Only if we register a service with the NRF that's provided by the AS, then we have the difficulty of determining which AS's a particular AF should be managing.

rjb1000 commented 1 year ago

I checked TS 29.510, about the procedures for a Network Function to register itself with the NRF. As we previously discovered, an NFType enumerated value "AF" is allocated in table 6.1.6.3.3-1 to allow registration of an Application Function with the NRF. Other than this Network Function type, the only other identifying field in the NFProfile is a human-readable NF instance name (e.g. "5GMS AF running in the 5G-MAG cloud"). The set of service API endpoints offered by the NF instance is described in the NFProfile.nfServices array. Table 6.1.6.2.3-1 defines an NFService.serviceName attribute (e.g. "5gms-af"). A list of vendor-specific features can also be listed.

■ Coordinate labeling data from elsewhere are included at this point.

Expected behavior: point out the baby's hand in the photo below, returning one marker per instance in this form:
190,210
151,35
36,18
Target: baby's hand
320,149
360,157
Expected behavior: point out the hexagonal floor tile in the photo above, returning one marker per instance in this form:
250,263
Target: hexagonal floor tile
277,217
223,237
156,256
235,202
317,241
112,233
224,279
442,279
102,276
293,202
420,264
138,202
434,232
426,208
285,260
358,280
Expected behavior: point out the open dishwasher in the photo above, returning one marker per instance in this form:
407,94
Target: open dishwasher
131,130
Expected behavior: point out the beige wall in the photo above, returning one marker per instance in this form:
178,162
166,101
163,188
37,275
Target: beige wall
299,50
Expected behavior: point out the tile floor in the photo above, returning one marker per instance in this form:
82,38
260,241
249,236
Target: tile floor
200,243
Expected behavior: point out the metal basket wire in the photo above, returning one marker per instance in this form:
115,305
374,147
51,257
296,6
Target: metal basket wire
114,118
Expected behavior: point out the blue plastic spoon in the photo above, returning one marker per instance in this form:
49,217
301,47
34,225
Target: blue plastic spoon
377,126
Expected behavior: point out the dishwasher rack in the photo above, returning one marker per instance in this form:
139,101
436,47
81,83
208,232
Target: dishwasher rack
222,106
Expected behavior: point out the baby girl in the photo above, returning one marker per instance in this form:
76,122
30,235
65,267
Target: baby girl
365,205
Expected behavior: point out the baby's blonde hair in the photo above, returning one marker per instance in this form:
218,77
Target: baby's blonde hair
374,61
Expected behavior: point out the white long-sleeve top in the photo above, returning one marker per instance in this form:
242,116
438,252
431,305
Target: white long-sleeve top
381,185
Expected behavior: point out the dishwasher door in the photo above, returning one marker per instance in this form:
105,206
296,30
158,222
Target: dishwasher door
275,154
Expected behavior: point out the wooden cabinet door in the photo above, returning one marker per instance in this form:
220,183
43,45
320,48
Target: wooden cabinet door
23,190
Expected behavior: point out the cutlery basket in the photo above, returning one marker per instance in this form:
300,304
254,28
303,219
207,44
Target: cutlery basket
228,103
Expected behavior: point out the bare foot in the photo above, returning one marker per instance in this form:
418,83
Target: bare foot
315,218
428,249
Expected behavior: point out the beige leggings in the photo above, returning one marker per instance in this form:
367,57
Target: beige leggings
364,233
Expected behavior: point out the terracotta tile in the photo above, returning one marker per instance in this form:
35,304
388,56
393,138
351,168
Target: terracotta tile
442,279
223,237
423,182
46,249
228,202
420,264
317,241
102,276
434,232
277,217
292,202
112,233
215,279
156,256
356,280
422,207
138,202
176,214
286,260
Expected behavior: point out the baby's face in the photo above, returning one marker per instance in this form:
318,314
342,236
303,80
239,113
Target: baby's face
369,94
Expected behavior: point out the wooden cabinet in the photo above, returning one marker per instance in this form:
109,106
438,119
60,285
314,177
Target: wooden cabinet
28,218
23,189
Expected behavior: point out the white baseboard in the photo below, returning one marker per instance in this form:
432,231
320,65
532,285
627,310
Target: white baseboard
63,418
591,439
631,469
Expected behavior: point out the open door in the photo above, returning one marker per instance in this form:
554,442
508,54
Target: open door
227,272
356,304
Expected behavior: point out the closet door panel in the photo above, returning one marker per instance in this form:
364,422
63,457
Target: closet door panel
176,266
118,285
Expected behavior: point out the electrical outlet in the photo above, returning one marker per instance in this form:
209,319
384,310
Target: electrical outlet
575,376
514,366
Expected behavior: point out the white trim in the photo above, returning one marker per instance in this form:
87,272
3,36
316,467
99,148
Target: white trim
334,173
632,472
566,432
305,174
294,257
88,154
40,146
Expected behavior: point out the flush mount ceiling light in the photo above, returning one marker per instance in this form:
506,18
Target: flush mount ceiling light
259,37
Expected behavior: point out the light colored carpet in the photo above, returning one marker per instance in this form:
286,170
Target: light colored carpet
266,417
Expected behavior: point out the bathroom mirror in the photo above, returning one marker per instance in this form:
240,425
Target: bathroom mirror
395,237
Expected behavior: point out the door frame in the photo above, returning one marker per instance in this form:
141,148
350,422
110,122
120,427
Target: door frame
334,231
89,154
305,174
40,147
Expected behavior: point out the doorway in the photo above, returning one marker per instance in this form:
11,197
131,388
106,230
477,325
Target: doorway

As for Application Servers, TS 26.501 barely mentions them at all. My reading is that an Application Server is not Network Function and therefore does not register with the NRF.

TS 26.512 doesn't specify how Application Server instances in the Data Network are to be managed. In the absence of any specification, we have some freedom to propose something. It seems reasonable for the 5GMS AF to manage a set of 5GMS AS instances (which may be Edge Application Server instances). Implementing a heartbeat at reference point M3 seems like a reasonable way for a 5GMS AS to report health and load to its managing 5GMS AF.

We should try to follow the design pattern of the _NnrfNFManagement service laid down in clause 5.2 of TS 29.510, in particular the PUT-based NFRegister service operation at clause 5.2.2.2 and the heatbeat described under the PATCH-based NFUpdate service operation at clause 5.2.2.3.2.

The service could be called _M3ASManagement, for example.